第八十一話 過去編 ページ16
私は___
一人だった。
いや、正確に言うと、友達と呼べる人がいなかった。
小さい頃に幼なじみと遊んではいたが、進級の時にクラスはいつも離れていたため、自分から会いに行く事はなかった。
そのため、二、三年生の頃はうまく人と関わる事が出来なかった。
女1「ねえ、Aちゃんもドッヂボールして遊ぼうよ。」
A「え…でも。」
私は、ちょうど本を読むところであった。
A「わ、わたし…。」
本が読みたい。
そう言いたいだけなのに自分の意見を渋っていた。
それに、あまり外遊びは好きではなかった。
女2「もういいよ。皆、早く外で遊ぼう。」
そうやって、また女の子たちは私から離れていって、教室を出た。
「…。」
私は自分の意見をあまり言えないため、先生との対応にも困っていた。
でも、やっぱり寂しかった。
誰か、自分の事を分かってくれる人がいて欲しかった。
そうして、時が経って中学生になった。
昼休み、いつも通り誰もいない教室の机に本を出して読むと、どこからともなくこちらに向けてひそひそ声が発せられた。
女1「水崎さんって大人しいらしいよ。」
女2「でも、なんか愛想悪そうじゃない?」
女3「確かに。あんまり人と口を聞かないんだって。
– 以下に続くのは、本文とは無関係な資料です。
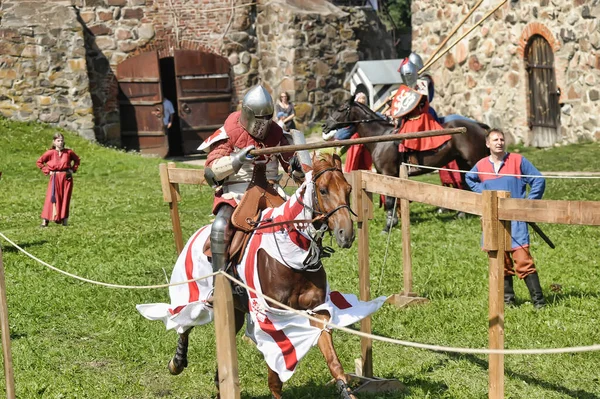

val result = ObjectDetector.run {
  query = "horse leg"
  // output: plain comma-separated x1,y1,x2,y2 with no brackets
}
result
215,309,244,399
383,197,398,233
167,327,194,375
311,313,356,399
267,366,283,399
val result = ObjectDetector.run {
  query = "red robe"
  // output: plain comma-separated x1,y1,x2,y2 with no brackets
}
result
398,102,452,151
400,102,466,190
344,133,373,173
199,111,294,215
36,148,80,223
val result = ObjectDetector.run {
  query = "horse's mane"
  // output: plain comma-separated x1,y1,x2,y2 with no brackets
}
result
312,152,342,175
350,102,394,126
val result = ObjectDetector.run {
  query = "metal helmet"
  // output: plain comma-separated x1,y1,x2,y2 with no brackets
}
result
408,53,424,72
240,85,274,140
398,58,419,89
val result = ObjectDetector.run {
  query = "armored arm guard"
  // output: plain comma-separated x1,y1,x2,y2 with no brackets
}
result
204,145,254,187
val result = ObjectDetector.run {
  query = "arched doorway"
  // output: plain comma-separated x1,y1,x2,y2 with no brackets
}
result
117,50,232,157
525,35,560,147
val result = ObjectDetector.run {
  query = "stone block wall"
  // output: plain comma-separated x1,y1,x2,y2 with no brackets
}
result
0,0,94,139
412,0,600,143
0,0,395,144
257,1,395,129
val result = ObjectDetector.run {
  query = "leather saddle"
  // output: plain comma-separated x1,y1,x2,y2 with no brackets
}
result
204,164,285,268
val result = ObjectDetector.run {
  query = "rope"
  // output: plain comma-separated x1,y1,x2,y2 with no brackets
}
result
0,233,219,289
0,232,600,355
220,272,600,355
402,162,600,179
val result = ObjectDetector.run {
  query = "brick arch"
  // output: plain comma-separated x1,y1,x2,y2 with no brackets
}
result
517,22,560,58
128,36,221,58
」
女4「それって無口なだけじゃない?」
もう、こんな陰口や噂は慣れている。
だが、ひそひそ声が異常にうるさかったので、読書に集中出来なかった。
なんとか耐えて本と睨めっこをしていると、ようやくその子たちは去っていった。
やっと行ったか、と心中ホッとした時、上の方から声がした。
?「お、水崎またこんな本読んでんのかー。」
A「…矢倉?」
幼なじみの矢倉雅樹がいた。
なぜか幼なじみなのに、この頃苗字同士で呼んでいたのかは、自分でも分からない。
A「同じクラスだったんだ。」
雅樹「気づかなかったのかよ…そっか、ぼっちだからか。」
A「喧嘩売ってんの?」
雅樹「まあそう怒らずに。」
なんだこいつは。
再開した途端人の嫌味を言うという暴挙にでも出たのか。